Giving Compass' Take:

• The author describes key trends in higher education that have made an impact since the signing of the 2008 Higher Education Opportunity Act.

Which trends are most important to helping with college students gaining more employment opportunities? 

• Read about predictions for the future of higher education. 

Ten years ago, on August 14, 2008, President George W. Bush signed into law the 2008 Higher Education Opportunity Act (HEOA), the last comprehensive reauthorization of the Higher Education Act (HEA). This took place during the buildup to a financial crisis that ultimately cost 8.7 million American jobs.

In no particular order, here’s a look back at some key trends that have impacted the world of higher education since the last HEA reauthorization in 2008.
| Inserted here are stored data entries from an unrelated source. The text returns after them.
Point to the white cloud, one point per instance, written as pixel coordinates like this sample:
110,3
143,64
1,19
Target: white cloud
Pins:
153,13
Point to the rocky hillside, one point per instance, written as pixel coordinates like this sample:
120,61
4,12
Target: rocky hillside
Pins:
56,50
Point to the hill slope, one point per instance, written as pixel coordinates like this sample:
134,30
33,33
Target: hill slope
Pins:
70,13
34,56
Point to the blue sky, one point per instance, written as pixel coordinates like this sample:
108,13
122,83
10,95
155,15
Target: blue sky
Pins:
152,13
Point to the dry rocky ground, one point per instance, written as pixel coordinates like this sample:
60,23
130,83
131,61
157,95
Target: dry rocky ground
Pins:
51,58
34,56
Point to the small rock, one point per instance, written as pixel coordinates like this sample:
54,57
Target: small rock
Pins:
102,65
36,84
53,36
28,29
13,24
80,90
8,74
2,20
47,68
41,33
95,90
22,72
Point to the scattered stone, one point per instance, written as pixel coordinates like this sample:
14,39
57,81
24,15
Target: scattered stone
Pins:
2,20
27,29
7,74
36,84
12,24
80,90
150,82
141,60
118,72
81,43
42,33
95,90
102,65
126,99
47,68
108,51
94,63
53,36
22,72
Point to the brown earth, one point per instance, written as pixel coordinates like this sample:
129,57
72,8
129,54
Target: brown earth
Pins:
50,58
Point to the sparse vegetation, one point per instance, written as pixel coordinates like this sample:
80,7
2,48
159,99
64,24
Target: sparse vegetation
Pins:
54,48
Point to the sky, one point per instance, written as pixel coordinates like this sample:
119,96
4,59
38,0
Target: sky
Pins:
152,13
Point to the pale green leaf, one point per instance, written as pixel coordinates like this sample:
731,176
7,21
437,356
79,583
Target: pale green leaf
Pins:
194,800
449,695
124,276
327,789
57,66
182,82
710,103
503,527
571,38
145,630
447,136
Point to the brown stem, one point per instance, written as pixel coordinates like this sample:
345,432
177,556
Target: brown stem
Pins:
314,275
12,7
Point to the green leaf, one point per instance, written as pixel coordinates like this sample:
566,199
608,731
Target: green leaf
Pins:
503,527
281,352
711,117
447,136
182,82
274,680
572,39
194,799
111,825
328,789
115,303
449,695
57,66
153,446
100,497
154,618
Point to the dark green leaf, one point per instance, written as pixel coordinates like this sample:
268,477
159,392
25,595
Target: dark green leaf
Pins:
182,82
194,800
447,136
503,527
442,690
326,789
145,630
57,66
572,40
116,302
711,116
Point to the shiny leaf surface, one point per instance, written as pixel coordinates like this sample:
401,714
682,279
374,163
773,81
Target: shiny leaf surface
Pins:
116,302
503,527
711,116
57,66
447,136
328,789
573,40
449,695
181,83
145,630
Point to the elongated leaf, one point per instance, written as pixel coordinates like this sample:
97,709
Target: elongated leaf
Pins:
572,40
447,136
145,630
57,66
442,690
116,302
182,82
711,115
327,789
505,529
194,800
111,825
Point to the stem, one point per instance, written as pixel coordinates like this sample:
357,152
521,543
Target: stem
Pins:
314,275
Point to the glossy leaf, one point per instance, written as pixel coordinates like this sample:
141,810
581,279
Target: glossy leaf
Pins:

  • Performance Focus: Since 2008, key associations, foundations, states and institutions nationwide have embraced a shift in increasing access and ensuring success. States have moved to strengthen performance-based funding models and reward institutions for the student outcomes they produce, instead of simply enrollment.
  • Data Destiny: While the ban on a federal student-level data network still stands, data is at the forefront of the work that institutions, states and researchers are doing to improve student outcomes.
  • Alternative Providers: Hype or Hope? In the decade since HEOA passed, the world of technology and learning has been in a state of constant change. New pathways, providers and delivery models have emerged with the potential to serve a wider range of students in ways that may be less costly and more directly tied to in-demand skills.
  • Bootcamps on the Ground? The most widely-recognized bootcamps are “coding bootcamps” that teach STEM-focused skills that are needed to diversify and fulfill current technology jobs.
  • Free College: Showing ‘Promise’? Calls for tuition-free college and enhanced student loan forgiveness have become a growing part of the national discourse around higher education policy, with members of Congress and recent presidential candidates endorsing the idea.